15. The system of claim 14, wherein to calculate the score, the at least one processor is configured to:

generate first spectrograms and a speaker embedding vector, based on the recorded data;

generate second spectrograms corresponding to the recording script, based on the speaker embedding vector and the first spectrograms; and

calculate a score of an attention alignment corresponding to the second spectrograms, wherein to generate the second spectrograms, the at least one processor is configured to: input the first spectrograms to each time step of a decoder included in a synthesizer that generates second spectrograms; and generate, based on the first spectrograms, the second spectrograms as a result of inferring respective phonemes corresponding to the recording script.

16. The system of claim 15, wherein the attention alignment is expressed based on a first axis corresponding to time steps of a decoder included in a synthesizer that generates second spectrograms, and a second axis corresponding to time steps of an encoder included in the synthesizer, and to calculate the score, the at least one processor is configured to:

derive a first value that is first largest and a second value that is second largest, from among values corresponding to a first time step from among time steps of a decoder; and

calculate the score by using a difference value between a first index value indicating a time step of an encoder corresponding to the first value and a second index value indicating a time step of an encoder corresponding to the second value.

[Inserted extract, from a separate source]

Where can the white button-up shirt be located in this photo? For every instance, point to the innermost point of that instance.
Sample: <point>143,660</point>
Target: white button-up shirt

17. The system of claim 15, wherein the attention alignment is expressed based on a first axis corresponding to a time step of a decoder included in a synthesizer that generates second spectrograms, and a second axis corresponding to a time step of an encoder included in the synthesizer, and to calculate the score, the at least one processor is configured to:

derive a first maximum value from among values corresponding to a first time step from among time steps of the decoder;

derive a second maximum value from among values corresponding to a second time step corresponding to a next step of the first time step;

compare a first index value indicating a time step of an encoder corresponding to the first maximum value and a second index value indicating a time step of an encoder corresponding to the second maximum value; and

when the first index value is greater than the second index value, calculate the score based on a difference value between the first index value and the second index value.

18. The system of claim 11, wherein the at least one processor is further configured to determine whether or not to regenerate the recorded data, based on whether or not quality of the recorded data satisfies a certain criterion.

19. The system of claim 11, wherein the at least one processor is further configured to perform one or more of emotion labeling or region labeling of the recorded data.